North America remains one of the stronger regions in the world, with modest but still tepid growth. Canadian industrial production rose 0.5 percent in September, recovering from four consecutive months of declines. The IMF anticipates its real GDP to increase 1.9 percent this year. The Mexican economy is expected to grow even faster, up 3.8 percent However, growth in industrial production in Mexico eased, up 3.6 percent in August after growth of 5.0 percent in July. Meanwhile, industrial production in Brazil rebounded in August (up 1.5 percent) after expansionary fiscal and monetary policy actions; nonetheless, manufacturing activity remains down 2.0 percent on a year-over-year basis. Part of the challenge in Brazil has been its implementation of protectionist tariffs (see below).
- U.S. trade deficit widened on lower exports and imports. The Bureau of Economic Analysis and the Census Bureau reported that the U.S. trade deficit was $44.2 billion in August, an increase from July’s $42.5 billion. A drop in goods exports that was larger than the decline in goods imports mostly contributed to the overall deficit widening. Goods exports decreased from $130.7 billion to $128.5 billion; meanwhile, goods imports fell from $188.5 billion to $187.8 billion. The bottom line is that slowing global growth is sapping trade activity, both for exports and imports.
Looking specifically at major categories, total goods exports were lower for the month. The largest declines were in industrial supplies and materials (down $1.2 billion); foods, feeds and beverages (down $1.1 billion); consumer goods (down $422 million) and automotive vehicles and parts (down $87 million). In contrast, nonautomotive capital goods exports rose $382 billion.
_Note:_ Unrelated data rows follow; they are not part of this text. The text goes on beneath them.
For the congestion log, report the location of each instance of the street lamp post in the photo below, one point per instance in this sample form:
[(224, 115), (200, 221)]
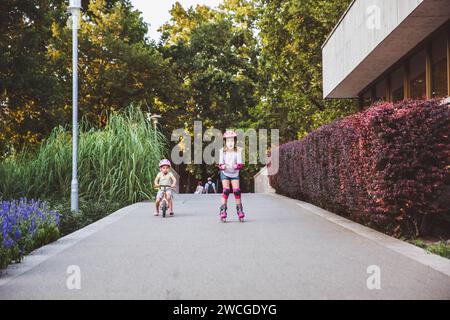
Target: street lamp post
[(74, 9), (154, 118)]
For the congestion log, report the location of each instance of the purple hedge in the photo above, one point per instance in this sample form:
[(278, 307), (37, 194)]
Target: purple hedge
[(386, 167)]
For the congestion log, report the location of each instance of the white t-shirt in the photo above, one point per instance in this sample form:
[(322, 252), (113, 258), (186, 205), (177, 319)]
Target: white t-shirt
[(230, 158)]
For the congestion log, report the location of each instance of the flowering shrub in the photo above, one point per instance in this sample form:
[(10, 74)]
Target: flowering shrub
[(387, 167), (25, 225)]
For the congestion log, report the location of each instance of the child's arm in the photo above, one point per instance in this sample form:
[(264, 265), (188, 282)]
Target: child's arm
[(174, 181), (239, 165), (156, 182), (221, 160)]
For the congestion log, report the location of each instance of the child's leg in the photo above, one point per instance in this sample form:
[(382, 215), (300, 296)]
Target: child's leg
[(157, 202), (226, 191), (236, 191), (169, 199)]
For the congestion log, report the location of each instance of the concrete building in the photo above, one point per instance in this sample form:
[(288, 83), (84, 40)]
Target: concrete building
[(389, 50)]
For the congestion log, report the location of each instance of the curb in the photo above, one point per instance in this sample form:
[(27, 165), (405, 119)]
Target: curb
[(411, 251), (48, 251)]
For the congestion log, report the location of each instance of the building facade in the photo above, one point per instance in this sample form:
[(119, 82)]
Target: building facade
[(389, 50)]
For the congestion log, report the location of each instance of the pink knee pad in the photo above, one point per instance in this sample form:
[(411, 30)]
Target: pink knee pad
[(226, 193)]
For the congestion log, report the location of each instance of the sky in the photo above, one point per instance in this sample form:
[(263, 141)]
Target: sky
[(156, 12)]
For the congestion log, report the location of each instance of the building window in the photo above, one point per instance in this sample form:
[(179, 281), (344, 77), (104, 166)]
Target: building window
[(397, 78), (417, 75), (366, 99), (439, 66), (380, 91)]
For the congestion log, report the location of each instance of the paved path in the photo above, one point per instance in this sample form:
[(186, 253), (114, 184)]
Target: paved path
[(283, 251)]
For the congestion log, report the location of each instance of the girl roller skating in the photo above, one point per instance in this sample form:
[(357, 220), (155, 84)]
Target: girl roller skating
[(230, 162)]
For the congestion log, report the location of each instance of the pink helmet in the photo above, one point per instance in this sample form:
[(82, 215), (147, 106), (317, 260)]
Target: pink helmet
[(229, 134), (164, 162)]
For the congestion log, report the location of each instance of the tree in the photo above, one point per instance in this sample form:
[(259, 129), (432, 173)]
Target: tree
[(117, 66), (292, 33)]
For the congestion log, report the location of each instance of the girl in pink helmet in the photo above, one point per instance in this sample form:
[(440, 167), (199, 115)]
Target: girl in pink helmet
[(165, 178), (230, 163)]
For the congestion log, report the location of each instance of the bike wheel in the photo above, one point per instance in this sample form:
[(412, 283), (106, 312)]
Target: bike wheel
[(164, 209)]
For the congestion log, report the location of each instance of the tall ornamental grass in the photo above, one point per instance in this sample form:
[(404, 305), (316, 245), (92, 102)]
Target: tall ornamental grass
[(117, 162)]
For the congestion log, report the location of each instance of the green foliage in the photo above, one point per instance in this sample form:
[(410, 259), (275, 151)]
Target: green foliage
[(118, 162), (441, 248), (90, 210), (117, 67)]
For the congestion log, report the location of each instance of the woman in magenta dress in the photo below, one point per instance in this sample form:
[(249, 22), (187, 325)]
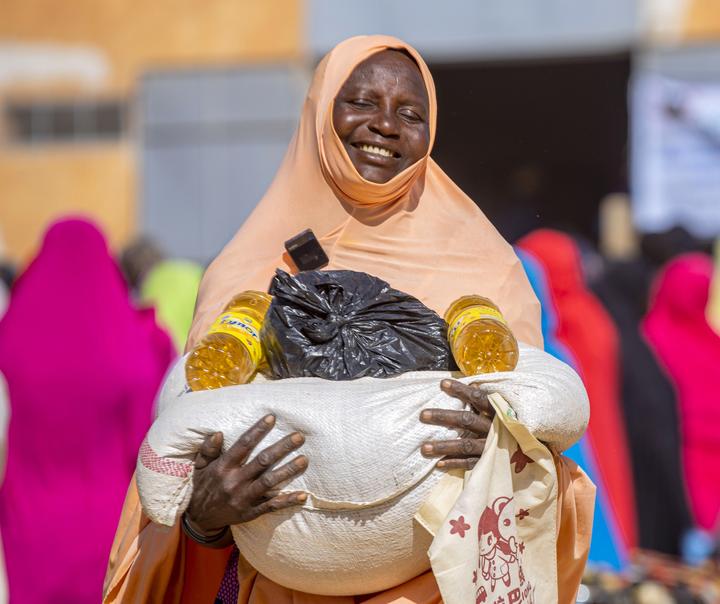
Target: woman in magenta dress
[(82, 367)]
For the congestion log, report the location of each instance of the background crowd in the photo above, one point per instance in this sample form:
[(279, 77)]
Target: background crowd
[(128, 156)]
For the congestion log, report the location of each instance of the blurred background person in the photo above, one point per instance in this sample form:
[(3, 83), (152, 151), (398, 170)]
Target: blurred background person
[(171, 287), (678, 330), (82, 367), (4, 417)]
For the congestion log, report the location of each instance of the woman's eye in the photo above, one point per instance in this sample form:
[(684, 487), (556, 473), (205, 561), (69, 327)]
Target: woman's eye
[(410, 115), (361, 103)]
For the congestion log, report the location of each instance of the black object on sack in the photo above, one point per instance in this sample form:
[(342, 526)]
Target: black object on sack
[(342, 325)]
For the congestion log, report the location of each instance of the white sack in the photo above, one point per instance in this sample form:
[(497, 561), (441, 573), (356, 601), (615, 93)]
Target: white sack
[(366, 476)]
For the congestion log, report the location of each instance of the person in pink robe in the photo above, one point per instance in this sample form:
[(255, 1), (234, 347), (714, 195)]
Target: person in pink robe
[(689, 349), (82, 367)]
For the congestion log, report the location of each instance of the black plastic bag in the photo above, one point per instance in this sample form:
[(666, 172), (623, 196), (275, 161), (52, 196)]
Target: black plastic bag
[(342, 325)]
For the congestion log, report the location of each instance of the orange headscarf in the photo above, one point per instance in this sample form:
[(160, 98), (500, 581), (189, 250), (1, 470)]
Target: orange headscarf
[(418, 231)]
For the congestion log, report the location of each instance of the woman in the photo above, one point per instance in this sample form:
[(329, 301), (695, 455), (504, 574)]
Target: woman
[(358, 172), (689, 349), (82, 368)]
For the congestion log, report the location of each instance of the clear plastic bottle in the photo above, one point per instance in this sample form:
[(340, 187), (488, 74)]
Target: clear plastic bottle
[(479, 337), (230, 353)]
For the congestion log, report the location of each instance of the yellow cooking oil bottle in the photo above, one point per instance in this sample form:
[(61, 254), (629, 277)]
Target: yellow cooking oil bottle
[(479, 336), (230, 353)]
- Higher petroleum prices impacted the U.S. trade balance. The petroleum sector mainly contributed to the trade deficit widening, most likely due to higher per barrel costs. The petroleum trade balance grew from $21.0 billion in July to $23.5 billion in August. Petroleum exports decreased by $840 million in August, and petroleum imports rose by $1.6 billion. The non-petroleum trade balance narrowed from $36.3 billion to $35.3 billion with both lower export and import activity. In other words, trade shifts in the petroleum market resulted in the overall trade deficit widening.
- Manufactured goods exports were higher in August. Manufactured goods exports rose from $80.9 billion to $86.1 billion (not seasonally adjusted). This data has been highly volatile during the past few months, as it was $89.4 billion in June. Therefore, the more important figure to look at is the year-to-date figure. There have been $680.4 billion in manufactured goods exports during the first eight months of 2012, which is $43.6 billion more than during the same time period in 2011. Despite so many headwinds facing the industry, export growth has been positive, albeit significantly below the pace of the previous two years.